E. Cherubini
Kapitel 54
deshalb, Pinocchio der First klopfte die Pfanne und ließ den Arzt, um kommen
vom Gericht. Er war ein alter Mann, mit einem langen weißen Bart. Das Haben
zur Klage des Kaisers zugehört zog der Arzt eine Schnur der Perlen heraus
von seiner Brust, warf sie auf den Boden, und untersuchte sie eng,
aller Zeit murmuring seltsame Wörter. Dann fing er an, die Perlen zu zählen.
Am Ende von einem Viertel einer Stunde sagte er, daß seine königliche Majestät war,
in ausgezeichneter Gesundheit und muß nicht sorgen.
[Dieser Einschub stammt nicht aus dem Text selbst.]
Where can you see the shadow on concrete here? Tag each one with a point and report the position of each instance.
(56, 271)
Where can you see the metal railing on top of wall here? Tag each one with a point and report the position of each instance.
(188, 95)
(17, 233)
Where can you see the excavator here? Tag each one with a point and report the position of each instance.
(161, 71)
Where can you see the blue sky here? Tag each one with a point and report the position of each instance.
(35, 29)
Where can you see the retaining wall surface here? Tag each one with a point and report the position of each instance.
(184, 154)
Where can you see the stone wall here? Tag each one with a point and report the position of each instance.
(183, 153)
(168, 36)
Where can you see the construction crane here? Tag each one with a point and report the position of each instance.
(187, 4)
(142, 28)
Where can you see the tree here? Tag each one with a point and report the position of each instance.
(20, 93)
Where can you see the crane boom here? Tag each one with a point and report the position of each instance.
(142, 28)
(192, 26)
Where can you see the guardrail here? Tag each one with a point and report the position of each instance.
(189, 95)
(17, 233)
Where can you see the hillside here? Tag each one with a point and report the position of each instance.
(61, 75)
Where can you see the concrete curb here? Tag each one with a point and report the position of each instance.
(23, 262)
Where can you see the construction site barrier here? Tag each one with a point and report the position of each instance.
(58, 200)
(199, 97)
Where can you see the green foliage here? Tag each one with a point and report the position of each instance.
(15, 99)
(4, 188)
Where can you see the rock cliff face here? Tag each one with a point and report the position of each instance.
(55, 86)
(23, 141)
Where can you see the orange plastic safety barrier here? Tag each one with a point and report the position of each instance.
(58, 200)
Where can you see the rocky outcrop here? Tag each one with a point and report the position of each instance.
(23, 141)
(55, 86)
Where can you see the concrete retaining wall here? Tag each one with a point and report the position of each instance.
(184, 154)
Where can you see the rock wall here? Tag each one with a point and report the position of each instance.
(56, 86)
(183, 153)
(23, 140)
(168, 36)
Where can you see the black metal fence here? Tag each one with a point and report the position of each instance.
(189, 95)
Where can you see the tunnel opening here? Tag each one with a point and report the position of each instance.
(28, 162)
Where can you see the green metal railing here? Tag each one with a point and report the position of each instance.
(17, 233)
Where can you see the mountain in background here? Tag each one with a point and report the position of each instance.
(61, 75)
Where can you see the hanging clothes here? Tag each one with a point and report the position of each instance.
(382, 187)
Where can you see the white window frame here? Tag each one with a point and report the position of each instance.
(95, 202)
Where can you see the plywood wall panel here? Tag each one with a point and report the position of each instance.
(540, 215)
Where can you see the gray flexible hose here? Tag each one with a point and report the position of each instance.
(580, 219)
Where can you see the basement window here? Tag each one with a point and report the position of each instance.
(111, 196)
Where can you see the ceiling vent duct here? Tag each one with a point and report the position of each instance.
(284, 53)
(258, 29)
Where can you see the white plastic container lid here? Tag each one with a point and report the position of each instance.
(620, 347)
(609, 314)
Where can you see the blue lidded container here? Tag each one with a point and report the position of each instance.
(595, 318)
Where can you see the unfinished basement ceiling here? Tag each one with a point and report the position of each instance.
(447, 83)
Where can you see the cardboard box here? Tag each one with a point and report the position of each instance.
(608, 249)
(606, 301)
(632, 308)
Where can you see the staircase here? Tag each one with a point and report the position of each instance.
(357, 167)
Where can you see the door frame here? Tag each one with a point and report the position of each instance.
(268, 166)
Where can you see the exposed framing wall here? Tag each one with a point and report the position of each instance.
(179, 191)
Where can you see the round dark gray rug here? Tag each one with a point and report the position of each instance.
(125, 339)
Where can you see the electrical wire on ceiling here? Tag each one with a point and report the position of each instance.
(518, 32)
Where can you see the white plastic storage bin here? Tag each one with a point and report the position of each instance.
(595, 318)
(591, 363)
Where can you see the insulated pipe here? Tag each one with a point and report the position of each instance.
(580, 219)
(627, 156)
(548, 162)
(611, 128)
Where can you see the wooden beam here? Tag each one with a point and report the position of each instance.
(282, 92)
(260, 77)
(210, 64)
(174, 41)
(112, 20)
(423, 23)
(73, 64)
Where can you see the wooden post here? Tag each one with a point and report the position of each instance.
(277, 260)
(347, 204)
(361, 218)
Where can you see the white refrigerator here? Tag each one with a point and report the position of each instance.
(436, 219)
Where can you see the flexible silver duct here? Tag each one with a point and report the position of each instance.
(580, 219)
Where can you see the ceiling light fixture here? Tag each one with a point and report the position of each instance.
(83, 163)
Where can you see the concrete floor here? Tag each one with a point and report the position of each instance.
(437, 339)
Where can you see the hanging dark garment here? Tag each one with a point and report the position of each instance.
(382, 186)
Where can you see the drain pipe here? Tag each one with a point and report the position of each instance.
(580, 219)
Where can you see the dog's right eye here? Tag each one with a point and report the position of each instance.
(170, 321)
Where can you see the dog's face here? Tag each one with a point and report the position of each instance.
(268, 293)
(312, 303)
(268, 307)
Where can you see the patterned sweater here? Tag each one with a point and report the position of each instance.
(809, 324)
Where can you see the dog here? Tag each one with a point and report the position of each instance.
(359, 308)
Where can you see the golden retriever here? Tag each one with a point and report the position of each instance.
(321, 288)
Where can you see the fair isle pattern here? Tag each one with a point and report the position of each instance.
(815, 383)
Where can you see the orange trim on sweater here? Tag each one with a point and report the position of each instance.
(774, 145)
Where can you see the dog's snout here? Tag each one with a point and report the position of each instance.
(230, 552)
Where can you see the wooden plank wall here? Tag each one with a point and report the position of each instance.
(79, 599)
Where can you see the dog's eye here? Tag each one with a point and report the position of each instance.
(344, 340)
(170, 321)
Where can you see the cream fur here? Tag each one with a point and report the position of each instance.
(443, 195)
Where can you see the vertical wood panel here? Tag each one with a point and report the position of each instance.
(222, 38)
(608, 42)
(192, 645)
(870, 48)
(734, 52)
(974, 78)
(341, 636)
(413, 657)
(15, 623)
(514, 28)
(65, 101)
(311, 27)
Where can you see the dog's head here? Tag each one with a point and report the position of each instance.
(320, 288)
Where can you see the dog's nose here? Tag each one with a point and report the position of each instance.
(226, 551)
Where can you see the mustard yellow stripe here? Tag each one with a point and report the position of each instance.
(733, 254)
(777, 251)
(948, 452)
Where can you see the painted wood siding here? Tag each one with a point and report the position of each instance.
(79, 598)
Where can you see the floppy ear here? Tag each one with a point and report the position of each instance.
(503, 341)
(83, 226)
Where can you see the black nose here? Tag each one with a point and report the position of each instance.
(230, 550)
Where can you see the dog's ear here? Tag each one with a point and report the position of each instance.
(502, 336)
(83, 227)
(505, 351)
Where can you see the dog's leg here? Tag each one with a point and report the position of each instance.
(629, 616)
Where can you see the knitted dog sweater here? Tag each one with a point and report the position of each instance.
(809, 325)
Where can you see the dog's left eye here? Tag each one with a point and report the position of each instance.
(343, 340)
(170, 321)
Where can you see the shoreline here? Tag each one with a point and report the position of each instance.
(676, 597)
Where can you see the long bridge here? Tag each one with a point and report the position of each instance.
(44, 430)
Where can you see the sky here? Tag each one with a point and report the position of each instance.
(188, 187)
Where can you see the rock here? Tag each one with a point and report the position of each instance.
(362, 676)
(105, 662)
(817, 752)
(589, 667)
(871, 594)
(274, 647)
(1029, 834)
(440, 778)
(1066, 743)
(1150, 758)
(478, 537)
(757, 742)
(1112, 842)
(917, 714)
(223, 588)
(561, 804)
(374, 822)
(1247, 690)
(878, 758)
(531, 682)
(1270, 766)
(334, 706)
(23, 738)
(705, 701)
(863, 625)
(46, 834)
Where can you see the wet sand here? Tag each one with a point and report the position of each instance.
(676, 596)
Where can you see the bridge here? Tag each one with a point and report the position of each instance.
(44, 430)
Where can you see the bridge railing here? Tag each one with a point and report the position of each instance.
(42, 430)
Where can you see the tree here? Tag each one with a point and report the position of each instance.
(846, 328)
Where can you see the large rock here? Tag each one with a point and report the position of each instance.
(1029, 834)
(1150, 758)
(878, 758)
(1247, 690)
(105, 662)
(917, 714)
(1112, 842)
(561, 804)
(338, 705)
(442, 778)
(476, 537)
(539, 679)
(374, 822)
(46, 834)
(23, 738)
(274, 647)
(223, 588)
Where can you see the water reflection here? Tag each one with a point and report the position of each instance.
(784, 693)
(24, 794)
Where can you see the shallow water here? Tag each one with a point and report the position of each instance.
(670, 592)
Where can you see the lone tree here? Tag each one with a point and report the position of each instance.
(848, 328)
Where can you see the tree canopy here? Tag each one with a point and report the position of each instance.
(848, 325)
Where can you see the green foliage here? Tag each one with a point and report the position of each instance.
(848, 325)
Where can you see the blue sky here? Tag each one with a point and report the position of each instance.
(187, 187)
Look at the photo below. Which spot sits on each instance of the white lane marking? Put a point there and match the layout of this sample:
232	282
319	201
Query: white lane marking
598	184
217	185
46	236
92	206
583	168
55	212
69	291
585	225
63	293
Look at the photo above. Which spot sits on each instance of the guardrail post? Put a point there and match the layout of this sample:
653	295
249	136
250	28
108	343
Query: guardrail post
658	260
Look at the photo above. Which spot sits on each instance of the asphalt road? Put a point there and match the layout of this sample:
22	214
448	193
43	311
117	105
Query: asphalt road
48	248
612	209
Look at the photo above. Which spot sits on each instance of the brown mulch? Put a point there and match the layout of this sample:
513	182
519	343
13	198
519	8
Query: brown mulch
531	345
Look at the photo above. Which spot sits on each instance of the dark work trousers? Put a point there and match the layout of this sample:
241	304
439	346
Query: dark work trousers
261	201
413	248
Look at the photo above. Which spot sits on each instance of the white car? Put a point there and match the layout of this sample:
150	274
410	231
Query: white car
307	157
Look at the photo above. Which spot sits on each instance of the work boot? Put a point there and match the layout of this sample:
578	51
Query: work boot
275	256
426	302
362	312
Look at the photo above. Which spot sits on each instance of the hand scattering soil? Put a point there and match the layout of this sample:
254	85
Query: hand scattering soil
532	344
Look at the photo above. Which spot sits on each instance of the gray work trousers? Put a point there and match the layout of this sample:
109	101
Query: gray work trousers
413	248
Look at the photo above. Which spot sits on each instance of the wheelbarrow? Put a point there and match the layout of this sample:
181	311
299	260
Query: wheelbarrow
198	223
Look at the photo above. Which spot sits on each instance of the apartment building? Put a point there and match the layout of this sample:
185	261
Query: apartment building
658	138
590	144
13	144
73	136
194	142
Der Zorn der Marionette wußte keine Grenzen, aber es würde nicht dazu machen
klagen Sie am genauen Anfang von seiner Karriere. Er dankte dem Würdigen
behandeln Sie deshalb und entließ ihn mit einem höflichen Nicken des Kopfes. Dann
er klopfte wieder wütend auf die Pfanne. Dort erschien acht prompt oder
zehn Diener, die zuerst beim Fuß des kaiserlichen Bettes hinunter knieten, und
dann mit jedem Zeichen des Respektes fortzuschreiten, zog seine Majestät sachte hoch,
und setzte ihn auf die Haut eines Panthers, die darauf strapaziert wurde, das
Boden.Pinocchio erlaubte es ihnen weiterzugehen, bis sie anfingen, seines zu decken,
Körper mit Öl. Dabei fragte er, warum sie ihn darin salbten, so ein
Art.
"Sie sauber zu machen, Ihre Majestät", antwortete den Dienern, genau,
hochachtungsvoll.
"Geldstrafe, die reinigt!" Gedanke die Marionette. "Wie ist mein Gesicht und meine Hände
um diesen Morgen gewaschen zu werden? Kümmern Sie sich nie. Lassen Sie uns das sehen, was danach kommt."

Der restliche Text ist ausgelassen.